L'enjeu dépasse le football. Chaque grande compétition réussie au Maroc alimente un cercle vertueux : crédibilité internationale, investissements dans les infrastructures, attractivité touristique. La CAN U17, programmée au Maroc en 2026, sera le prochain test — et la Tunisie, qui vient de limoger l'intégralité du staff technique de sa sélection U17 malgré sa qualification, montre que la pression monte déjà chez les voisins.

El Morabity, seigneur du sable

Pendant que la diplomatie sportive s'activait à Rabat, Rachid El Morabity écrivait un nouveau chapitre de sa légende dans le désert. Le Marocain a remporté la troisième étape de la 40e édition du Marathon des Sables, 29,1 kilomètres avalés en 2h17, sous des conditions que les organisateurs ont qualifiées d'« exceptionnellement favorables ».

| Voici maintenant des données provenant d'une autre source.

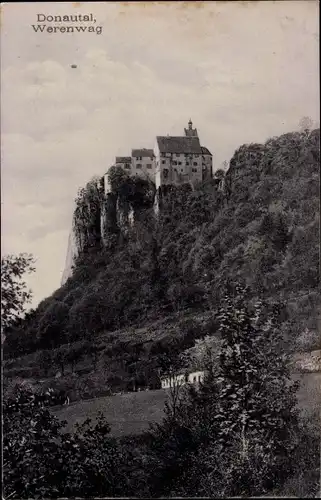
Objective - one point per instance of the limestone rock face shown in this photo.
(72, 252)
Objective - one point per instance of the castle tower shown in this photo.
(190, 131)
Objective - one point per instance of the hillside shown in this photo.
(139, 290)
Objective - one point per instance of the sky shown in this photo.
(243, 71)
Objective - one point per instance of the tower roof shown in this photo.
(181, 145)
(205, 151)
(144, 153)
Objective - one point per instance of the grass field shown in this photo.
(129, 413)
(132, 413)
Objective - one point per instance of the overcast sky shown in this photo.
(243, 71)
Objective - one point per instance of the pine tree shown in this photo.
(257, 413)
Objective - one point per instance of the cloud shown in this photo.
(242, 74)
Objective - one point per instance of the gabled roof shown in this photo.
(144, 153)
(205, 151)
(169, 144)
(123, 159)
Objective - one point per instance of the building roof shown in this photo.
(123, 159)
(146, 153)
(205, 151)
(170, 144)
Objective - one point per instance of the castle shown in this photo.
(174, 160)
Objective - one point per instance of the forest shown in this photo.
(244, 259)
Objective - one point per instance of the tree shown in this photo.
(41, 460)
(219, 174)
(14, 292)
(257, 415)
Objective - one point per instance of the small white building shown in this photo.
(180, 379)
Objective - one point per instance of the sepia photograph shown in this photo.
(160, 249)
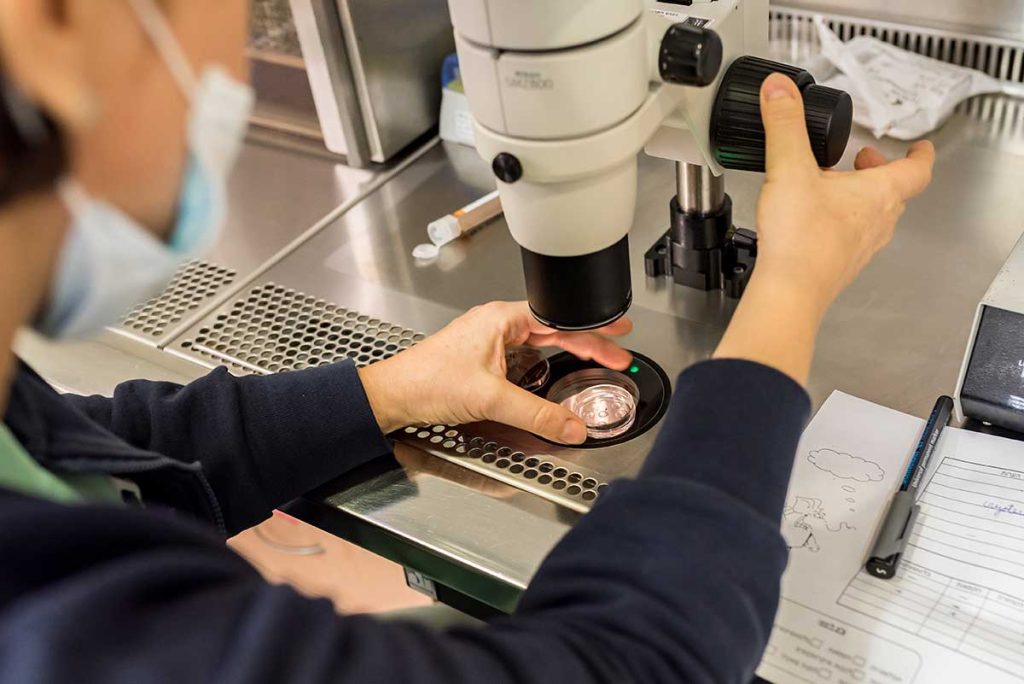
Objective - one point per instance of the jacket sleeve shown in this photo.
(672, 578)
(261, 440)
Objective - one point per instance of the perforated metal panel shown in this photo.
(194, 284)
(272, 329)
(794, 38)
(999, 58)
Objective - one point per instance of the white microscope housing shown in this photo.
(564, 94)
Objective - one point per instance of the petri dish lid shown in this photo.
(605, 399)
(526, 367)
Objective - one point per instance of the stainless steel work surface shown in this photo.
(895, 337)
(263, 219)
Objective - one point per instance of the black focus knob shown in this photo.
(689, 55)
(507, 167)
(737, 134)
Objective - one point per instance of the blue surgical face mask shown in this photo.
(109, 262)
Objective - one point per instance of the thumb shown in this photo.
(514, 405)
(787, 147)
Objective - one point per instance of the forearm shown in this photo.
(775, 324)
(261, 440)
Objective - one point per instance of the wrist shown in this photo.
(386, 408)
(792, 291)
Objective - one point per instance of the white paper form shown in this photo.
(955, 610)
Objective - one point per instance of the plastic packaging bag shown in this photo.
(895, 92)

Ce qui frappe, ce n'est pas la victoire — El Morabity gagne si souvent dans le sable qu'on finirait par l'oublier. C'est la manière. Sur un parcours exigeant avec 413 mètres de dénivelé positif et trois points de contrôle qui imposent une gestion millimétrée de l'effort, les coureurs marocains ont collectivement dominé. La suprématie locale sur cette épreuve mythique n'est plus un exploit. C'est un standard.

Cette domination intervient alors que World Athletics annonce une réforme qui va secouer le monde de la course à pied : à partir de 2030, le marathon quitte le programme des Championnats du monde d'athlétisme pour devenir un championnat autonome, organisé chaque année. L'épreuve reine de l'endurance aura désormais son propre écrin. Pour des nations comme le Maroc, historiquement fortes sur les distances longues, cette restructuration pourrait ouvrir de nouvelles opportunités de visibilité et de palmarès.

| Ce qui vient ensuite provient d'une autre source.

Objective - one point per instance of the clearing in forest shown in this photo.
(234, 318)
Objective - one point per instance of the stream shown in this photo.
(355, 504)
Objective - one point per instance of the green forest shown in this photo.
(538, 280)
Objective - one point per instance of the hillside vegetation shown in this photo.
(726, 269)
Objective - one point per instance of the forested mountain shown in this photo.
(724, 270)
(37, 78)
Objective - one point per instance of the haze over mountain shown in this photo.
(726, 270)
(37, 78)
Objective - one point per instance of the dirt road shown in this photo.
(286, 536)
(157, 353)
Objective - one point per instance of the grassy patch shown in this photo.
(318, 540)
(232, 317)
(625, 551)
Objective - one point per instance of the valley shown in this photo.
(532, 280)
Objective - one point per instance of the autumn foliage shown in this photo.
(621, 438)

L'Europe à l'envers : Bayern et Atlético frappent fort

La Ligue des champions a produit deux résultats qui bousculent les pronostics. Au Santiago Bernabéu, le Bayern Munich a fait tomber le Real Madrid (2-1) grâce à un Harry Kane décisif et un Luis Díaz incandescent. Mbappé a réduit le score en seconde période, mais les Bavarois repartent avec un avantage net avant le retour en Allemagne.

À Barcelone, le scénario a été encore plus cruel. L'Atlético Madrid a éteint le Camp Nou (2-0), profitant de l'expulsion controversée de Pau Cubarsí juste avant la pause. Hansi Flick, le coach du Barça, n'a pas mâché ses mots sur l'arbitrage, questionnant ouvertement l'absence de recours à la VAR sur une situation qui aurait pu changer le cours du match. Le retour au Metropolitano s'annonce bouillant, mais le Barça part avec un handicap sérieux.

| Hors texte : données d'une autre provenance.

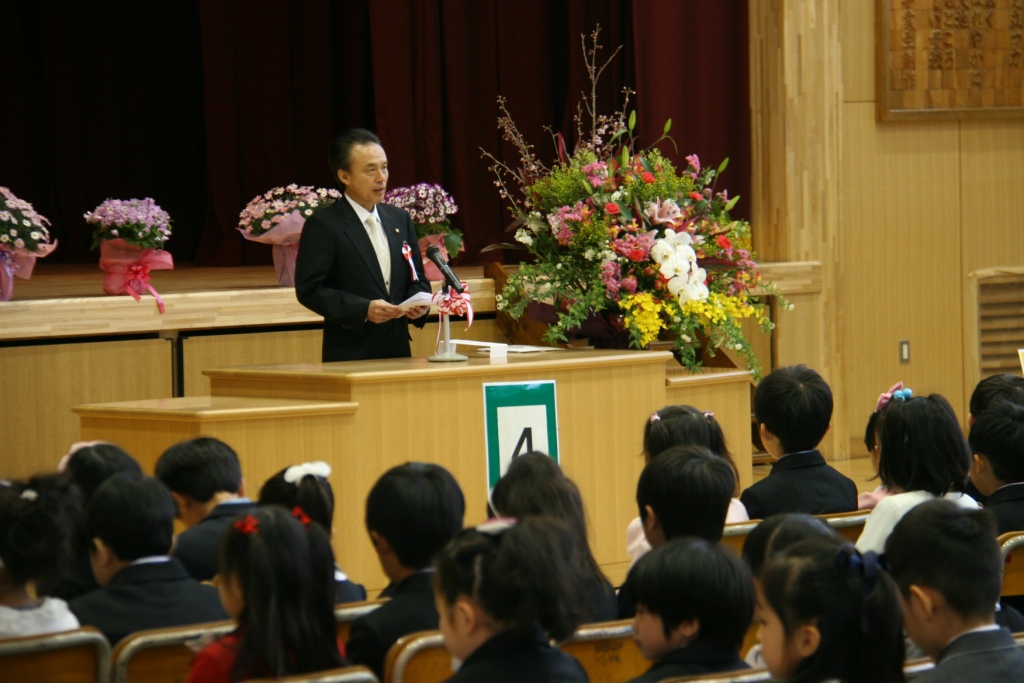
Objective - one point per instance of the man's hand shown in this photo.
(417, 311)
(382, 311)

Pour les supporters marocains qui suivent ces clubs de près — et ils sont nombreux — la leçon est claire : en Ligue des champions, le statut ne protège plus personne. Le Real et le Barça, monuments du football européen, vacillent le même soir. La compétition n'a jamais été aussi ouverte.

Les matchs retour diront si Madrid et Barcelone ont encore les ressources pour renverser la table. En attendant, le sport marocain, lui, continue d'avancer sur tous les fronts — des couloirs diplomatiques de Rabat aux pistes brûlantes du Sahara.